Die zweite Überraschung bildet der Einzug der Rechtsextremen ins Parlament. Mit 34 Sitzen wird die Fraktion Jean Marie Le Pens wenn nicht ein Regierungs- dann immerhin ein parlamentarischer Störfaktor sein. Die bürgerlichen Parteien sind jedoch auf die Stimmen der Rechtsextremen höchstens dann angewiesen, wenn es in den bürgerlichen Rängen zu parteipolitischen Deserteuren kommen sollte.

Keine Überraschung, aber ein besonderes Faktum stellt das erwartete schlechte Abschneiden der Kommunisten dar. Mit 35 Sitzen haben sie die Rechtsextremen nur gerade um einen Sitz geschlagen. Der „historische Niedergang“ der Kommunisten scheint damit besiegelt zu sein.

Obwohl die Sozialisten die Verlierer dieses Urnenganges sind, ist das sozialistische Schiff nicht untergegangen, wie das von den bürgerlichen und rechtsextremen Kräften vorausgesagt worden ist. Im Gegenteil und aller Prognosen zum Trotz hat sich die sozialistische Partei relativ gut gehalten und wird mit 215 Sitzen die stärkste Partei in der künftigen Deputiertenkammer sein.

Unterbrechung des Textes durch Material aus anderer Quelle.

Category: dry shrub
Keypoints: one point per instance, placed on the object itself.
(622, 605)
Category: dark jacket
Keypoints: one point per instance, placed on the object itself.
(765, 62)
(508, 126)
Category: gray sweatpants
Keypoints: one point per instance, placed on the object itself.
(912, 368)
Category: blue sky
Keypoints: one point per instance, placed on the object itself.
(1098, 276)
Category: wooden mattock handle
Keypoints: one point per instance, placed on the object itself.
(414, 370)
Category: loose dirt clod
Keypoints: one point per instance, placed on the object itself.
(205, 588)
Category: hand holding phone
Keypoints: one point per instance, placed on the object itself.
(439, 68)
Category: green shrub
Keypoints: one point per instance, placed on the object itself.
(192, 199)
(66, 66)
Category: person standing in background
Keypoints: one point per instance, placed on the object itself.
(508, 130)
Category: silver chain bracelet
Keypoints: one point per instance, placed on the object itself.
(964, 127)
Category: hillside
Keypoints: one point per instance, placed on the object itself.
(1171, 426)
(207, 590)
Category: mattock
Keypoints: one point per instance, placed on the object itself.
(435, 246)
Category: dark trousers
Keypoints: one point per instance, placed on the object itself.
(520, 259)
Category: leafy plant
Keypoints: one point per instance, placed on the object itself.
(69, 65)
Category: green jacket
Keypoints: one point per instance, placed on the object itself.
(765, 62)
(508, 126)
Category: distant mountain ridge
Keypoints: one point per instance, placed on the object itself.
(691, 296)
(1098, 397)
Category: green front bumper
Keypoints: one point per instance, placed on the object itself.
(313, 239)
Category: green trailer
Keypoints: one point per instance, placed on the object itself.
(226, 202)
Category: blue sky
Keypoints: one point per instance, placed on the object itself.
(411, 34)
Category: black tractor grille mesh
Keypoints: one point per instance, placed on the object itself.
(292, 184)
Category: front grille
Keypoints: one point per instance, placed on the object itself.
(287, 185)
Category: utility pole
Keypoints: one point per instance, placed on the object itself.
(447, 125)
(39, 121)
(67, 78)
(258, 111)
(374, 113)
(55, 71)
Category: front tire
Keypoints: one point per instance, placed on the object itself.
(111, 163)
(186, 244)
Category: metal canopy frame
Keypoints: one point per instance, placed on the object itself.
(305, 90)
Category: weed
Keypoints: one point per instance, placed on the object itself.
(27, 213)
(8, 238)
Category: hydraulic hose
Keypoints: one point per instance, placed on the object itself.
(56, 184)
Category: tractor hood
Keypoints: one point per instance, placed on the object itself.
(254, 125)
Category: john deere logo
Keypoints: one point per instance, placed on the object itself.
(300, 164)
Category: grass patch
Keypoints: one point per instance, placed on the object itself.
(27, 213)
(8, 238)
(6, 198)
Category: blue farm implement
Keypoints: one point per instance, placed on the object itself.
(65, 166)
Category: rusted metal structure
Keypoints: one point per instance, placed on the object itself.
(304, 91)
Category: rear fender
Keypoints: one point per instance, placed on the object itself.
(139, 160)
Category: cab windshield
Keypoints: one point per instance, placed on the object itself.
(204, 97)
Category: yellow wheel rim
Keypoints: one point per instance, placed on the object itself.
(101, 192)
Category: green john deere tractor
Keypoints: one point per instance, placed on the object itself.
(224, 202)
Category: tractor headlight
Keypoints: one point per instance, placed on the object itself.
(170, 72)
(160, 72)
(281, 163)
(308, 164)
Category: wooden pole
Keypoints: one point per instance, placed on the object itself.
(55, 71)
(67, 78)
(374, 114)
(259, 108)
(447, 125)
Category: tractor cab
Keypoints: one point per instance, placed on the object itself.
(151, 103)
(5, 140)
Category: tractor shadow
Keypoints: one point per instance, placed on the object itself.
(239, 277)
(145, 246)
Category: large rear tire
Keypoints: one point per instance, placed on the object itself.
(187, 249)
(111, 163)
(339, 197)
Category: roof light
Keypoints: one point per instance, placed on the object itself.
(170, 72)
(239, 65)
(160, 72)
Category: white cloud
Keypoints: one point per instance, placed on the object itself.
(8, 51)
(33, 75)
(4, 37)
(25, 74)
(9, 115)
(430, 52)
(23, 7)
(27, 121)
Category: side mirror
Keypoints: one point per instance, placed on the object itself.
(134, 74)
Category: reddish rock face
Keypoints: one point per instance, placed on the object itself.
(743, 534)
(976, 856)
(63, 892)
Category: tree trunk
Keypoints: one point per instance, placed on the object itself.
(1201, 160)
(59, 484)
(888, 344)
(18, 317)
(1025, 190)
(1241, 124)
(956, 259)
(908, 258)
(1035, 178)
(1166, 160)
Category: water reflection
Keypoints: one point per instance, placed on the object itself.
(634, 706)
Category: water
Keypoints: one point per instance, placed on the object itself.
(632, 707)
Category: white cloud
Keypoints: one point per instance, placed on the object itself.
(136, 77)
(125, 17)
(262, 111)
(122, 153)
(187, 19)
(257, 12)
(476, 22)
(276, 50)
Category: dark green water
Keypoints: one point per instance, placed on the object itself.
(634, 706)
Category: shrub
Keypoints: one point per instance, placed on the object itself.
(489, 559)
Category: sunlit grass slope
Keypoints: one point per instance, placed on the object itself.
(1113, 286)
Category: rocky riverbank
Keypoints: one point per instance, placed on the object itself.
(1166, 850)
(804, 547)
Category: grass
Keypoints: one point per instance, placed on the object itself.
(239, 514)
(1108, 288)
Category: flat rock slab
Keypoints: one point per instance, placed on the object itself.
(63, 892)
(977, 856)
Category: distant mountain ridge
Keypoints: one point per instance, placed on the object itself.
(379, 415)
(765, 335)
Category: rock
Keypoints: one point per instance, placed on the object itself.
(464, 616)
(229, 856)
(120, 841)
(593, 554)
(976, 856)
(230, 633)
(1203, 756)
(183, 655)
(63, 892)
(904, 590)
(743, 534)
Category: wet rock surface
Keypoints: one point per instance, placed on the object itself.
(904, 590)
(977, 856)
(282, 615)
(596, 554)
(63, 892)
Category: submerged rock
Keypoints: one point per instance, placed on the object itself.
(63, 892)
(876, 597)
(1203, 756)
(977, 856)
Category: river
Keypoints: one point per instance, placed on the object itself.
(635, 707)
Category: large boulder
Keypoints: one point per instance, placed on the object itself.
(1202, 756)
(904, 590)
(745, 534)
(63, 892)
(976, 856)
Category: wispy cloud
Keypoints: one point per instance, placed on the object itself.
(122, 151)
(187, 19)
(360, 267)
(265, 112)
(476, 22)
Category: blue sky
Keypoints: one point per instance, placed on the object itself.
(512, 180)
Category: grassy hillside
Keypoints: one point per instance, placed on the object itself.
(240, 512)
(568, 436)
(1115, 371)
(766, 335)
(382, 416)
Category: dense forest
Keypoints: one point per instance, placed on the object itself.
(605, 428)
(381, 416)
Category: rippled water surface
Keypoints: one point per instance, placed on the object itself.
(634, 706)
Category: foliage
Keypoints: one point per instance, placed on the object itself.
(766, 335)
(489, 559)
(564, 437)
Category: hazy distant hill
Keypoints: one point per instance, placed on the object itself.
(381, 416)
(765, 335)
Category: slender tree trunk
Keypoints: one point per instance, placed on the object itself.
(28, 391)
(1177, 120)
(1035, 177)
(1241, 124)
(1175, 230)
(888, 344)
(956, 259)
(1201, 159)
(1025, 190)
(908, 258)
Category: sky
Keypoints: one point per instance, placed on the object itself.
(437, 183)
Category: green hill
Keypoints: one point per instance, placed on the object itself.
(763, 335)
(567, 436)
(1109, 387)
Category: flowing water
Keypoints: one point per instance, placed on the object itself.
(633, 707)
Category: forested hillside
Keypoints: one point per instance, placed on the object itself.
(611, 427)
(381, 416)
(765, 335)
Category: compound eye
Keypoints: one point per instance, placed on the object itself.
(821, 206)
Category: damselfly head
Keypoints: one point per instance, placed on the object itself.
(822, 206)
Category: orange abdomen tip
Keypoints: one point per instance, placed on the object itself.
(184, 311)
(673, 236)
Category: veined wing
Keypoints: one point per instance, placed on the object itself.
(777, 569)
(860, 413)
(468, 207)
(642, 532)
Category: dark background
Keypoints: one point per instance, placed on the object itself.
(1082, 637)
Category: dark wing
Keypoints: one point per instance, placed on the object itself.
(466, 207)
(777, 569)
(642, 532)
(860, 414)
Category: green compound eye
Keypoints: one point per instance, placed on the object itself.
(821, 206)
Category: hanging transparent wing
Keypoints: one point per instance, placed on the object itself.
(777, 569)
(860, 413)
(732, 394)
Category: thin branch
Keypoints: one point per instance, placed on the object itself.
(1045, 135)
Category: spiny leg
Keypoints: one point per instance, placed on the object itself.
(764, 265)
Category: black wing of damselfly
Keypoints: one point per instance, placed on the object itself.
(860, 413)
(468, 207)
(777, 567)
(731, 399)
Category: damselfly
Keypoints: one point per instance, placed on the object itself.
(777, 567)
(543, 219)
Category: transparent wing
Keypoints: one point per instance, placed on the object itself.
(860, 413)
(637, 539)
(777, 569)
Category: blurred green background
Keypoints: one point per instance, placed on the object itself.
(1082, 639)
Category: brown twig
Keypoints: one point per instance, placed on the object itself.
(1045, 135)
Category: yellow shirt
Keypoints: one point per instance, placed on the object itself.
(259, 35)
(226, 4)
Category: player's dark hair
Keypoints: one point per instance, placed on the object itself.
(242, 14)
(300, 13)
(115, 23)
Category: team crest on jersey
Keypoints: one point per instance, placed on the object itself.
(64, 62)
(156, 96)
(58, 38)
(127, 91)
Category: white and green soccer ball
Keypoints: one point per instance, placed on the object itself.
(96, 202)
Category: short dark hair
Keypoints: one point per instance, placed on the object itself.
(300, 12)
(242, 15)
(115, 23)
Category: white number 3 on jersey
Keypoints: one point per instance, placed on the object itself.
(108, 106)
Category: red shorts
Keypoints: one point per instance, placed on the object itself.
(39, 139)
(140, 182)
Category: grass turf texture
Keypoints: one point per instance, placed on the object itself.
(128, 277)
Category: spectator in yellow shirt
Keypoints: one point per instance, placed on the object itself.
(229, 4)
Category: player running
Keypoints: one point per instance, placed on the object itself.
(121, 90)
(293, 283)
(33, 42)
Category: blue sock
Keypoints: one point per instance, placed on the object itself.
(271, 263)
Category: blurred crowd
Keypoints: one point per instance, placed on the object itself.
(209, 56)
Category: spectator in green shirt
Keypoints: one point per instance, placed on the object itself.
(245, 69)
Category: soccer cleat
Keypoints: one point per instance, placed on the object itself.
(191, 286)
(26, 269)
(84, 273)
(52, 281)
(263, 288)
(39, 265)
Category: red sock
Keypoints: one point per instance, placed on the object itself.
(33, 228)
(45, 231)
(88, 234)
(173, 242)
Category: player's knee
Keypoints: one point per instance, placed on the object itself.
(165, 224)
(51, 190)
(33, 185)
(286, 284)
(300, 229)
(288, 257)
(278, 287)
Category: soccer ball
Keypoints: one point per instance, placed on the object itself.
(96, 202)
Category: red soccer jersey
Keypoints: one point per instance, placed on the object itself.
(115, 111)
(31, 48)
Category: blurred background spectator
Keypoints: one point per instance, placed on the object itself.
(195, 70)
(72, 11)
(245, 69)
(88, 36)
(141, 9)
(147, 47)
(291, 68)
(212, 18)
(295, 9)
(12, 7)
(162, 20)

Mit Recht hat der erste Sekretär der sozialistischen Partei Lionel Jospin darauf hingewiesen, daß die Sozialisten, mit Ausnahme des überwältigenden Wahlsieges von 1981, seit 1905 noch nie ein solch gutes Ergebnis bei Wahlen erzielt haben. Trotzdem ist die Mehrheit der Franzosen von der sozialistischen Regierung Francois Mitterrands enttäuscht. Hauptsächlich zwei schwere ,J?annen“ sind es, die für den Unmut des französischen Wählers sorgen. Eine der „Hauptpannen“

ist zweifellos die leidige „Greenpeace“-Affäre. Staatspräsident Mitterrand und die Regierung Laurent Fabius waren zwischen Staatsräson und (halber) Ehrlichkeit hin- und hergerissen. Offensichtlich zur Schonung der Generäle und des Geheimdienstes mußte der allseits beliebte und äußerst kompetente Verteidigungsminister Charles Hernu den Hut nehmen.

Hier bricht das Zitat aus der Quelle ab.